Таковым было мнение и некоторых эсэсовских руководителей. Бывший посол Ульрих фон Хассель, видная фигура немецкого движения Сопротивления, узнал об этом в октябре 1939 года. При встрече с графом Вельцеком, бывшим немецким послом в Париже, тот сказал ему, что надо как можно быстрее прекратить войну. Хассель записал тогда в своем дневнике: «Он (Вельцек) общается с такими представителями руководства СС, как Штуккарт и Хёном, и утверждает, что они думают в принципе как и мы (сопротивленцы), рассматривая мысль о целесообразности сдачи Риббентропа, на съедение. В их кругах обсуждается даже состав нового министерства иностранных дел». Приведенные им подобные факты показывают довольно четко, что эти круги не разделяли слепой уверенности нацистского руководства в окончательной победе. Так, даже на гребне военных побед Хассель писал: «Об исходе войны эти люди думают по-прежнему скептически и без ложного ура-патриотизма».
Это, однако, не означало потерю руководством СС внутренней убежденности в правоте политики силы, проводимой Гитлером. Охранные отряды, как и прежде, были готовы выполнить любой варварский приказ фюрера, шла ли речь о ликвидации евреев как народа, о планировании нового наступления на фронте, освобождении Бенито Муссолини из-под ареста или предотвращении отделения одного из сателлитов от Германии.
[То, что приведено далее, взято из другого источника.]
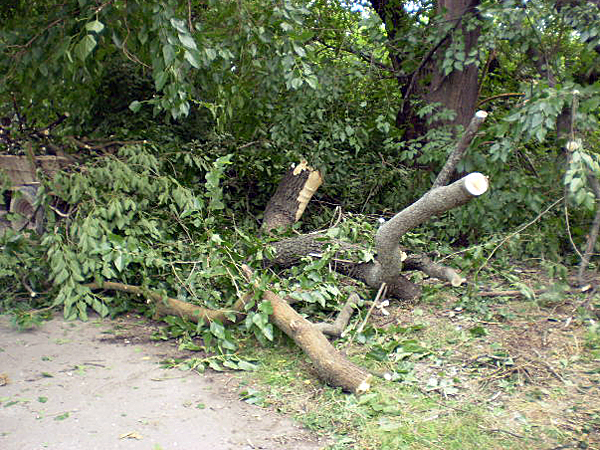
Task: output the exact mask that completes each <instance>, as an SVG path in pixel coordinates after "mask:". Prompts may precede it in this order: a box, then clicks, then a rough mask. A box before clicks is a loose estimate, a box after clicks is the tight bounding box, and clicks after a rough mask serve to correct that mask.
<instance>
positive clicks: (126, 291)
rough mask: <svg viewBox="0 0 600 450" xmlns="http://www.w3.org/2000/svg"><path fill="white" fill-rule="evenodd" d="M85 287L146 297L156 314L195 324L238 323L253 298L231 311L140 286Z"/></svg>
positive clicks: (248, 295) (237, 302) (106, 281)
mask: <svg viewBox="0 0 600 450" xmlns="http://www.w3.org/2000/svg"><path fill="white" fill-rule="evenodd" d="M83 286H84V287H87V288H89V289H91V290H98V289H108V290H111V291H119V292H125V293H127V294H133V295H137V296H141V297H145V298H146V299H147V301H148V303H154V305H155V306H156V313H157V314H159V315H161V316H167V315H173V316H179V317H183V318H185V319H188V320H191V321H192V322H195V323H201V322H202V323H204V324H209V323H210V322H214V321H215V320H218V321H220V322H221V323H223V324H228V323H235V322H238V321H239V320H241V318H242V316H243V314H242V312H243V311H244V307H245V306H246V304H247V303H249V302H250V300H251V299H252V297H253V294H252V293H248V294H246V295H244V296H243V297H242V298H241V299H239V300H238V301H237V302H235V304H234V305H233V306H232V307H231V308H230V309H210V308H205V307H203V306H198V305H192V304H191V303H188V302H184V301H181V300H177V299H176V298H170V297H167V296H165V295H162V294H159V293H158V292H155V291H149V290H147V289H144V288H142V287H140V286H134V285H131V284H124V283H116V282H113V281H105V282H104V283H102V284H100V283H89V284H84V285H83ZM232 317H233V319H232Z"/></svg>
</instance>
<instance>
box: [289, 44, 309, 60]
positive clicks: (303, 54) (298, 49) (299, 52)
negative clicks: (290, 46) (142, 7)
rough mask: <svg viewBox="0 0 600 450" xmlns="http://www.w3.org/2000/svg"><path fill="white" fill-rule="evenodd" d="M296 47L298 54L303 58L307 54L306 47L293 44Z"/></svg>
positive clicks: (297, 52)
mask: <svg viewBox="0 0 600 450" xmlns="http://www.w3.org/2000/svg"><path fill="white" fill-rule="evenodd" d="M292 45H293V47H294V51H295V52H296V54H297V55H298V56H300V57H301V58H303V57H305V56H306V51H305V50H304V48H303V47H302V46H300V45H298V44H296V43H293V44H292Z"/></svg>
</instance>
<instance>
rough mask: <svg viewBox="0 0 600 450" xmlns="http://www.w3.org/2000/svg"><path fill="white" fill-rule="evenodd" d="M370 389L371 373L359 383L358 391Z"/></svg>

Исключение составляла лишь интеллигенция в составе элиты СД. Она была достаточно умна, чтобы не поддаться на лживую пропаганду апостолов теории необходимости завоевания жизненного пространства для немецкого народа. В оккупационной политике различались значительные нюансы в понимании господствующего положения «черного ордена» и отношений господ и рабов. Гитлеровское руководство не хотело понимать, что своей голой логикой завоевателей и нежеланием видеть различий в тех или иных странах Европы оно способствует возникновению движения Сопротивления в них.
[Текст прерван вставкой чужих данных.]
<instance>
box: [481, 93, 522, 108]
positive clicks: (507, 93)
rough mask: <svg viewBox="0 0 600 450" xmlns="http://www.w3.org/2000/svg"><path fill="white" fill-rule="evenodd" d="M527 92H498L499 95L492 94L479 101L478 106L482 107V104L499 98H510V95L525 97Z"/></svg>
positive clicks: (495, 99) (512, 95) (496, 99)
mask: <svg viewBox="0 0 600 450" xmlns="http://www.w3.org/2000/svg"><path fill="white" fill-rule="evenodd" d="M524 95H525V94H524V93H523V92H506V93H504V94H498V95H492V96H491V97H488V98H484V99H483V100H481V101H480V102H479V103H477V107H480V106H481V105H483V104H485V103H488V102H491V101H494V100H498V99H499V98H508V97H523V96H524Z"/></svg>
То, что вдалбливалось Гитлером в отношении поведения в оккупированной части России, осуществлялось и в Европе. Как заявлял Гитлер, речь идет в основном о том, чтобы «разделить громадный пирог в целях установления своего господства и управления его частями и их эксплуатации». Во всем мире, кроме Германии, не должно быть автономных государств и народов, и могут допускаться лишь наместничества централистской супердиктатуры. На совещании имперских наместников и гауляйтеров в 1943 году Гитлер поучал: «Небольшие государства должны быть ликвидированы как можно скорее, и в единой Европе установлен новый порядок».
Оккупированные немцами государства не должны были иметь никакой национальной автономии. Фюрер предупреждал: «Самоуправление является прямым путем к самостоятельности. Демократическими средствами нельзя удержать того, что взято силой».
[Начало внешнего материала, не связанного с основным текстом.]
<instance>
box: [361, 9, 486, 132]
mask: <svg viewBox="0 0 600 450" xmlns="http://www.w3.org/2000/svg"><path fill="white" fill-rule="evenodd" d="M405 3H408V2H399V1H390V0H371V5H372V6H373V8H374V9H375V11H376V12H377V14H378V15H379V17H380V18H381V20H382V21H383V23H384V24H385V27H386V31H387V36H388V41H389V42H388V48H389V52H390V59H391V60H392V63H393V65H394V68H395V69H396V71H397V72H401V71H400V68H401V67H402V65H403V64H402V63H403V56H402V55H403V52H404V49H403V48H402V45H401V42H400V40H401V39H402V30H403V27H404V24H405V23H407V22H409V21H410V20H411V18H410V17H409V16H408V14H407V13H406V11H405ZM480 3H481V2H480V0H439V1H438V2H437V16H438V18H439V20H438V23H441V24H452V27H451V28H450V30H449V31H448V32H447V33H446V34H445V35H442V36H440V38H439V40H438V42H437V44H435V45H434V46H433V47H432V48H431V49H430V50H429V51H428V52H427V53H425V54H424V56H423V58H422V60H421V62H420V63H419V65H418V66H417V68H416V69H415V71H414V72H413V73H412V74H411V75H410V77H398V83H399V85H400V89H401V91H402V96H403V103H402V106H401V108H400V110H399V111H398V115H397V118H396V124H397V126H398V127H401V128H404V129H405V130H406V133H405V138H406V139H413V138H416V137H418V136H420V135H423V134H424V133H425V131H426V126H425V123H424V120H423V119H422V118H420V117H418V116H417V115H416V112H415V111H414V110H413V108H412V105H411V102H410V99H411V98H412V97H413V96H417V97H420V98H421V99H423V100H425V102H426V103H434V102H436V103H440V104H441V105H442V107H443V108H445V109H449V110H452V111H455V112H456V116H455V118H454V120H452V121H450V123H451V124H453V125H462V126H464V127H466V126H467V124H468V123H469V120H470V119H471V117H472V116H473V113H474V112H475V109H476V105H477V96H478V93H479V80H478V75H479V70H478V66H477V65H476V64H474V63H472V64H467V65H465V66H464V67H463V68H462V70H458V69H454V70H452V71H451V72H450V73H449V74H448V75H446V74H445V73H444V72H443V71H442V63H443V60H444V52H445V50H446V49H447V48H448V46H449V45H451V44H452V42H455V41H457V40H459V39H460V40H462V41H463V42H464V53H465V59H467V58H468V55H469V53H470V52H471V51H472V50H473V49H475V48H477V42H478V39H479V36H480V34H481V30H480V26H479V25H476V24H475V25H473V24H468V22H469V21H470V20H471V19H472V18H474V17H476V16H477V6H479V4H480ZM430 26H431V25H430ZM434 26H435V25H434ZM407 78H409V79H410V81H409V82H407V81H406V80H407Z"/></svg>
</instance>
Этой программе руководство СС противопоставляло более интеллигентную, но не менее спорную в моральном отношении политику «кнута и пряника». Путем переходов от жесткости к более мягкому обращению в вопросах оккупационной политики оно пыталось установить шаткий консенсус между победителями и побежденными. Так, например, Бест говорил: «Во взаимоотношениях между народом-победителем и другими народами следует исходить из того, что его руководящее положение не может сохраняться длительное время вопреки их воле, так как жизнь не допускает принуждения и обмана».
В 1942 году он писал в журнале «Рейх, народный порядок и жизненное пространство»: «Установление общенародного порядка на территории, на которой проживают различные народы, и управление ими для сильнейшего из них будет являться высшей ступенью саморазвития, поскольку оно, исходя из законов жизни, обеспечит долговременное существование и прогресс и не допустит гибели, наступающей обычно после короткого всплеска мании величия и господства».
Райнхард Гейдрих был первым, кто попробовал проводить собственную оккупационную политику. Обергруппенфюрер СС, шеф СД и начальник главного управления имперской безопасности был в сентябре 1941 года назначен заместителем имперского протектора в Богемии и Моравии, где стал фактически единовластным хозяином положения.